Stories from readers to add to the April 2013 “Letter to Lee” about collectors who hide cash or treasures in their homes—and die before telling anyone where to find the trove:

A Kentucky lawyer writes that he once had a client whose mother said she had put aside money for her funeral. He says: “Her mother had a heart attack and as she was put in the ambulance, she said to ‘look in the dining room.’ She died at the hospital. Years later, my client was moving some dining room furniture and removed a drawer in a cabinet. Taped to the bottom was an envelope with $1,700 in it.”

Another reader says he attended his cousin’s estate sale and found $16,500 stuffed inside a record album.

A longtime dealer tells us this tale: “One day a customer wanted to see a vintage cardboard hatbox that had been sitting high up in my shop’s rafters for years. When I fetched it down, I heard something rattling around inside. Underneath the paper liner, I found a pair of diamond rings—a woman’s engagement and wedding rings. I go to hundreds of sales every year and had no idea where I bought the hatbox, so there was no chance of returning it. I promptly sold the rings to a jewelry dealer for several hundred dollars. But I almost sold the rings with an $18 hatbox.”

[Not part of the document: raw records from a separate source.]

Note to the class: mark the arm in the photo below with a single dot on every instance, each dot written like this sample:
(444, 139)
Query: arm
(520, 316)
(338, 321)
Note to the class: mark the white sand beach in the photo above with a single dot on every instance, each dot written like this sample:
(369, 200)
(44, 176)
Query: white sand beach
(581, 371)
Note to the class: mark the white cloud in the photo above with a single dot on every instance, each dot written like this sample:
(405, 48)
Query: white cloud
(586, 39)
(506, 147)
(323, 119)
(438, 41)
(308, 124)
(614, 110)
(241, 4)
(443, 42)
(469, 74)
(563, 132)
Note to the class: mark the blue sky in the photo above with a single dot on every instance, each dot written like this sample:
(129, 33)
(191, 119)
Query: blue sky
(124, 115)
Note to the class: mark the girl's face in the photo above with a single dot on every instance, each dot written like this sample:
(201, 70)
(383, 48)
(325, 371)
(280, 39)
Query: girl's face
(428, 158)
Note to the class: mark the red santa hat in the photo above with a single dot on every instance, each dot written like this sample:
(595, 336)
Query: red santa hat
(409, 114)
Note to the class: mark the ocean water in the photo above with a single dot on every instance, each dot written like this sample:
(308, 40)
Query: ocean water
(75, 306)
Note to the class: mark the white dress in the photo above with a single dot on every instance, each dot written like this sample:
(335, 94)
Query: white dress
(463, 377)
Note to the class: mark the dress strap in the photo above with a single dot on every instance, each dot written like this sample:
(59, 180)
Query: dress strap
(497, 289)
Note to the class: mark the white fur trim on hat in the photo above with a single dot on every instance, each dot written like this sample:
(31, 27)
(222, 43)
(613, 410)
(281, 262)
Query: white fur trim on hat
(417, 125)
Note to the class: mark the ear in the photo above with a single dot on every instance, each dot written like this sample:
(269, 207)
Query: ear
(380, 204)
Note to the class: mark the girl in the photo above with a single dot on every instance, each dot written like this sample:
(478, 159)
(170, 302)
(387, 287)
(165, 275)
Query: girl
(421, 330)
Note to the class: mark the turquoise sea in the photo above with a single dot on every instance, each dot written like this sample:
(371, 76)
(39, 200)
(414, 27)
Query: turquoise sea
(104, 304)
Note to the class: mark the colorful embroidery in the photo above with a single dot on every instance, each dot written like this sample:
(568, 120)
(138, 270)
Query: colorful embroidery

A reader from Baltimore writes: “Years ago I worked for an auction house. We were called to the estate of the man who ran the Coca-Cola bottling plant in a nearby town for nearly 30 years. When we got there, everyone went into his garage to see his Coke memorabilia, but I had to deal with the furniture in his house. I asked if there was a coin collection, hidden money or jewelry we should know about. His wife said he only liked Coke stuff. But it didn’t take me long to discover a $20 St. Gaudens gold coin in a secret drawer he had built under a piece of furniture. I recovered 17 of the rare U.S. coins throughout the house and made his wife almost $14,000 extra.